Xu, J.L., Xia, R., Sun, Z.H., Sun, L., Min, X., Liu, C., ... & Zhu, Y.M. (2016). Effects of honey use on the management of radio/chemotherapy-induced mucositis: A meta-analysis of randomized controlled trials. International Journal of Oral and Maxillofacial Surgery, 45, 1618–1625.

DOI Link

Purpose

STUDY PURPOSE: To determine the prophylactic effects of honey on radiation- and chemotherapy-induced mucositis

TYPE OF STUDY: Meta-analysis and systematic review

Search Strategy

DATABASES USED: PubMed, Cochrane, Science Direct, China National Knowledge Infrastructure (CNKI), VIP (Chinese scientific journal database), China Biology Medicine (CBM)
 
INCLUSION CRITERIA: Randomized, controlled trials and/or blinding methods, head and neck cancer undergoing chemotherapy and/or radiation therapy, test group received honey treatment and control group (no treatment) or another single intervention (lidocaine or golden syrup), outcome measure incidence of oral mucositis within one week after radiation therapy and/or chemotherapy
 
EXCLUSION CRITERIA: Review articles/letters to editor, animal/laboratory studies, case reports, technical reports

Literature Evaluated

TOTAL REFERENCES RETRIEVED: 113
 
EVALUATION METHOD AND COMMENTS ON LITERATURE USED: Data were extracted independently by two reviewers using predefined abstraction forms. Disagreements were resolved by consensus with a third reviewer. Publication bias was assessed by using Egger’s linear regression test and Begg’s funnel plot.

Sample Characteristics

  • FINAL NUMBER STUDIES INCLUDED = 7
  • TOTAL PATIENTS INCLUDED IN REVIEW = 190 test groups, 191 control groups
  • SAMPLE RANGE ACROSS STUDIES: 13–127
  • KEY SAMPLE CHARACTERISTICS: In five studies, patient received radiation therapy (260 patients, two studies radiation therapy and chemotherapy [121]). Only three studies mentioned age range (13–89 years).

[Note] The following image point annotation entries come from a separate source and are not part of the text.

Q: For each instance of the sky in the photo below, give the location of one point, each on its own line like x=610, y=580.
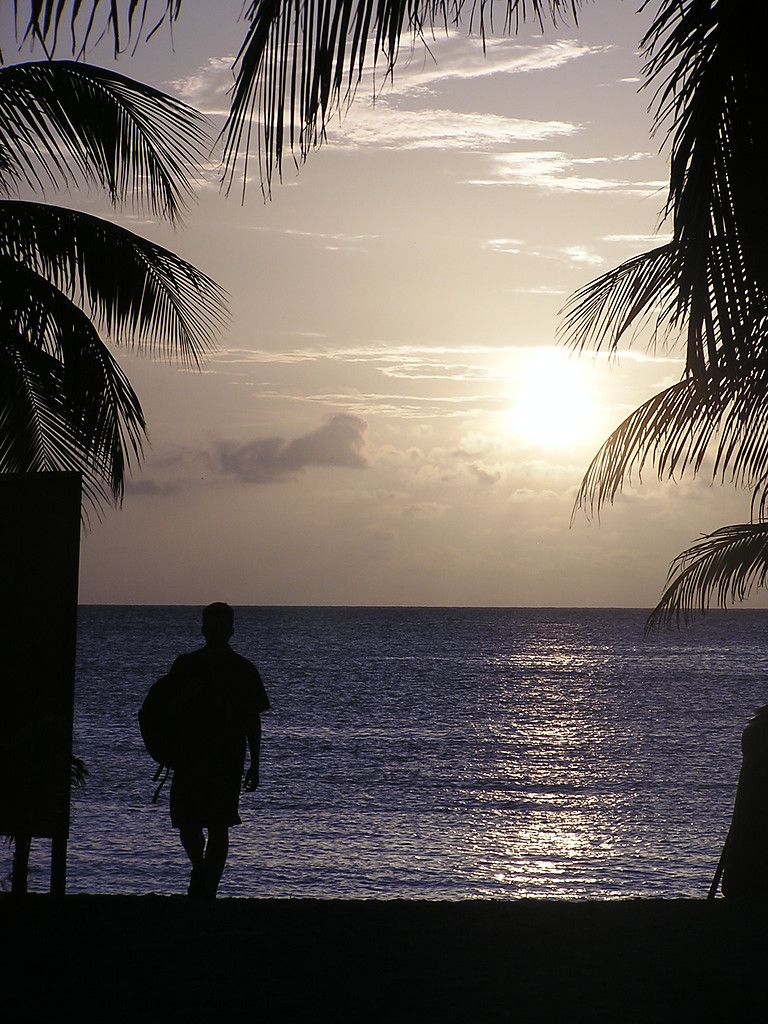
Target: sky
x=388, y=418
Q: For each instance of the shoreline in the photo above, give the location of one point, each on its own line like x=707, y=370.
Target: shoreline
x=636, y=960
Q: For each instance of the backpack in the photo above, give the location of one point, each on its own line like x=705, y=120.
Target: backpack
x=159, y=724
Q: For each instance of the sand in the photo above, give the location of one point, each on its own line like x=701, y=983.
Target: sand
x=147, y=957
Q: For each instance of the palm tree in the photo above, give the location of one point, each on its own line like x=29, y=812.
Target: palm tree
x=300, y=61
x=68, y=280
x=709, y=288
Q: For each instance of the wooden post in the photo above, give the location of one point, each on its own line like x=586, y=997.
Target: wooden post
x=40, y=544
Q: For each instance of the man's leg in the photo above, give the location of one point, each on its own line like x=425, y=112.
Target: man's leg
x=194, y=842
x=216, y=851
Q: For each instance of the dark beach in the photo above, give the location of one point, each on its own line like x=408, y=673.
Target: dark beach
x=113, y=957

Phase of Care and Clinical Applications

PHASE OF CARE: Active antitumor treatment

Results

Each study was assessed for risk of bias, and only one study was considered to be at low risk. Only one study gave information on the difference in incidence of mucositis for honey versus lidocaine and honey versus golden syrup. Five studies reported the prophylactic effect of honey. One study revealed that honey prevented mucositis better than lidocaine (p < 0.01). Another study showed no differences between honey and golden syrup (p = 0.64). The combined result yielded a relative ratio of 0.35 (95% confidence interval [0.18, 0.7], p = 0.003). The development of mucositis was 0.35 times in honey use compared to the likelihood of mucositis in no prophylaxis treatment (1).

Conclusions

Honey treatment reduced the incidence of oral mucositis in the honey group by 65% compared to the control group. The type of radiation therapy (source, dose) may have influenced the results.

Limitations

Mostly low quality/high risk of bias studies

Nursing Implications

Honey prevents the incidence of mucositis compared to no intervention. However, more randomized, controlled trials are needed to determine the prophylactic effects of honey on patients receiving radiation or radiation and chemotherapy.